Catalogue for Philanthropy: Greater Washington
“Give Like a Local” Launches as the Giving Season Kicks Off in Greater Washington
Catalogue for Philanthropy Provides Guide for Washingtonians
Looking for Local Charities Vetted by Local Experts
WASHINGTON, D.C.—Nov. 3, 2014—When people look for a restaurant or want to know what a neighborhood is like, their number one choice is to ask a local person, even before they go online. The Catalogue for Philanthropy applies this thinking to the nonprofit sector; its local experts have released their latest selection of charities that have gone through a successful program review, financial assessment and site visit.
Catalogue reviewers carefully selected 78 charities to join the network of more than 330 vetted charities. All of the nonprofits are locally based and operate with budgets below $3 million; they work in the arts, education, environment, and human services sectors throughout greater Washington.
The Catalogue is launching its “Give Like a Local” campaign to raise awareness of the Catalogue, the charities and the easy way donors can support local charities that mean the most to them. TheCatalogue also offers gift cards, so families and friends can continue the giving tradition with the charities of their choice.
“You can think of the Catalogue as the GPS for the sometimes confusing set of choices when you want to help,” says Barbara Harman, president and editor, Catalogue for Philanthropy.“Especially at this time of year, when there are so many activities, people need a trusted source for navigating where and how their dollars should go.”
Since its founding 11 years ago, the Catalogue has raised more than $24 million for nonprofits in D.C. and nearby Virginia and Maryland. The charities are selected and participate without any charge; the Catalogue raises funds separately to support its efforts.
Some of the new nonprofits this year include:
- Computer CORE in Alexandria, which teaches tech and life skills for low-income adults.

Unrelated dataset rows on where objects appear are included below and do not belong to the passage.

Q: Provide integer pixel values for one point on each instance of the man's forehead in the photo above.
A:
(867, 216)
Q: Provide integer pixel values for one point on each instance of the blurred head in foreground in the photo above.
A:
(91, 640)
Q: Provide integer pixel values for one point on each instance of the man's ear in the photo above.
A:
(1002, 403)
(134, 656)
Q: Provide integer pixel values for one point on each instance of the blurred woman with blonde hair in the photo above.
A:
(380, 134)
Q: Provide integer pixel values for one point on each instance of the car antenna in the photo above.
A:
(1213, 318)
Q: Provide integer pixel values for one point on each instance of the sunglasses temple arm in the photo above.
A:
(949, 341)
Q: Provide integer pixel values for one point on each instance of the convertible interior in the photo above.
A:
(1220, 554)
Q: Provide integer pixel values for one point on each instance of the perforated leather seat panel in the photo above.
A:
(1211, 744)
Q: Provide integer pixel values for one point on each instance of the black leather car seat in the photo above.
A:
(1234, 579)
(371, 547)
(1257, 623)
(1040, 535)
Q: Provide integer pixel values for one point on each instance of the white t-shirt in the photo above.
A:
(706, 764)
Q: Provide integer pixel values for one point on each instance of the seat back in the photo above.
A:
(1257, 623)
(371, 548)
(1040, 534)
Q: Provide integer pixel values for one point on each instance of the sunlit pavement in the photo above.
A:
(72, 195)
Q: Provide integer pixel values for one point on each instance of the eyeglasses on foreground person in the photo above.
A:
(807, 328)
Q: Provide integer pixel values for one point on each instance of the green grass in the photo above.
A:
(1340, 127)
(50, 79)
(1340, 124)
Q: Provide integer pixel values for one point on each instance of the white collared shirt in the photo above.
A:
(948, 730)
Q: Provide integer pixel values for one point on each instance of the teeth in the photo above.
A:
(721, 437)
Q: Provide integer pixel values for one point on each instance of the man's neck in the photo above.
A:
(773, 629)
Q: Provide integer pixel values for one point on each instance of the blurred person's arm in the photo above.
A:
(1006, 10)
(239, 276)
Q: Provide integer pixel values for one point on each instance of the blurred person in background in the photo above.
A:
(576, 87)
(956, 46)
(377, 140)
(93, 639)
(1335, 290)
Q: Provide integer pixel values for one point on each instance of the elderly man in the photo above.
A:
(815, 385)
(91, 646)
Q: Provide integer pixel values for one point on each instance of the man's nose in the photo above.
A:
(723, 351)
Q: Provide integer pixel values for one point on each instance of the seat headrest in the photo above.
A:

- Hope House DC, which connects children and fathers during periods of incarceration.
- KEEN Greater DC, based in Bethesda, which serves children with disabilities through community sports and recreation.
Returning nonprofits also recognize the value of the initiative. “The Catalogue not only introduces to friends and supporters the work we do with vulnerable children and youth, but it also gives us invaluable, instant credibility. In a very real sense, the Catalogue does for Beacon House what it might take us years to accomplish, if ever,” says Gerry Kittner, executive director, Beacon House.
Saturday night the Catalogue brought together hundreds of supporters and its new nonprofits at the “Inspiration to Action” event at the Harman Center in order celebrate the start of the unofficial giving season (November–December).